学生の時に農家でのアルバイトの経験があり農業を好きになりましたが、卒業後は普通に就職し会社員をしていました。
いつかは農業をやってみたいと考えていたので休日に貸し菜園を利用したり、地方に援農に行ったりしていました。
 
2017年の夏に三宅島で短期の農業研修に参加し、そこで出会った人や島での暮らしにすっかり魅了され移住を決めました。
そして移住後は村の制度を利用し長期研修生として就農を目指す日々を送りました。島で生産されている作物の栽培や管理の実習を一通り行い、長い間耕作されていなかった畑を村に紹介してもらい、開墾して明日葉の作付けをしました。

【あしたば(明日葉)とは】

セリ科の多年草であり、伊豆諸島をはじめとした海岸地域に自生する日本固有の植物です。
今日芽を摘んでも明日には新しい芽が出るというほど生命力が強く、「明日葉」の語源となっています。
青汁にもよく利用され、最近は健康野菜としても注目されています。

【太陽と水だけで「あるがままに」作る】

三宅島は古来からのあしたばの原産地であり、私は自生する環境に近い状態で栽培しております。
当園のあしたばは東京都の特別栽培農産物基準である「東京都エコ農産物認証」を取得しています。
認証区分は【東京エコ50】(5割減)ですが当園では開墾以来化学合成農薬不使用、化成肥料は収穫が始まるまでの育苗期間に限った使用(慣行基準より5割以上減)とより厳しい基準を設けて運用しております。

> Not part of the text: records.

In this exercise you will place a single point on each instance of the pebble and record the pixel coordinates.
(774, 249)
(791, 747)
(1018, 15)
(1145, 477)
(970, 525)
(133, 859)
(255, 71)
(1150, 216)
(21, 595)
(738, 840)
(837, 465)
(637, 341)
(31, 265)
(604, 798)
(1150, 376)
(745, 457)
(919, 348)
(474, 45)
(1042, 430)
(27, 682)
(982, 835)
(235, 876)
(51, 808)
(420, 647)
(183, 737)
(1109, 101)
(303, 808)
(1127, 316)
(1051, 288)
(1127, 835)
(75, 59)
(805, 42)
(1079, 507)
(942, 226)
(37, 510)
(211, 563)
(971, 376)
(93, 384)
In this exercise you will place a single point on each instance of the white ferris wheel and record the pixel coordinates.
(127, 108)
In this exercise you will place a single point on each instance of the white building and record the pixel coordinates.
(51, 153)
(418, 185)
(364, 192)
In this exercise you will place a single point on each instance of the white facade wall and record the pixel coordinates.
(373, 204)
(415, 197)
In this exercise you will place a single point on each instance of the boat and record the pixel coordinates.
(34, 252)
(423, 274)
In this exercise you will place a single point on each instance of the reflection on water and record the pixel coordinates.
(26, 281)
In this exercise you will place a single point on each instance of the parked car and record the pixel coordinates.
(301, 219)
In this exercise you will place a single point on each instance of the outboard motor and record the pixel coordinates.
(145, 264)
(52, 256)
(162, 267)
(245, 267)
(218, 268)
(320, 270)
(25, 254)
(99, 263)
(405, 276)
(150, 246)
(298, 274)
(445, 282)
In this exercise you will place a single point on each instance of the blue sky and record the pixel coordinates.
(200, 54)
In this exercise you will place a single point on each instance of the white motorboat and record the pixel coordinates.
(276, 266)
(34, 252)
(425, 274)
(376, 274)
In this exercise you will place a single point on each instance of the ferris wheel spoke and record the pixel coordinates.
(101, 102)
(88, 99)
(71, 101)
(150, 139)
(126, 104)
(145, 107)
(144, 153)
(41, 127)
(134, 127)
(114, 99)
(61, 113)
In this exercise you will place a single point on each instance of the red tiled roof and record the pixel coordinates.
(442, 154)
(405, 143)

現代の品種改良された野菜では農薬も肥料も使用せずに栽培を行うことはとても難しいです。ですがあしたばは農薬や化成肥料が発明される以前から存在する固有種であり、また病害虫にも強く自生地であれば土地を選ばず育つため私は「何も加えない、何も引かない」設計で栽培しております。

【噴火と共に生きる島、三宅島】

三宅島は東京から南に180㎞に位置し年間の平均気温が約18度、降水量が約3000ミリと温暖で湿潤な気候に恵まれた島です。
有史以来たくさんの噴火を繰り返しており、2000年の噴火では4年を超える全島避難が実施されました。
悪いイメージにとらえがちな「火山」「噴火」ですが、火山が作り出した迫力のある景色、長い年月をかけてできた火山灰を含む土壌、そして噴火を経験しながらも立ち上がり力強く生きる島民がこの島の誇りです。

ですが農家は高齢化が進み、私のような若い世代はほとんどいません。
加えて離島であることによる物流の制約や台風などの自然災害によるリスク、機械化できない小規模農地などの事情により島の農業をめぐる現状は厳しいものとなっています。
課題は山積していますが、ネット販売など工夫した経営を行って島の農業が魅力あるものになるように努めてまいります。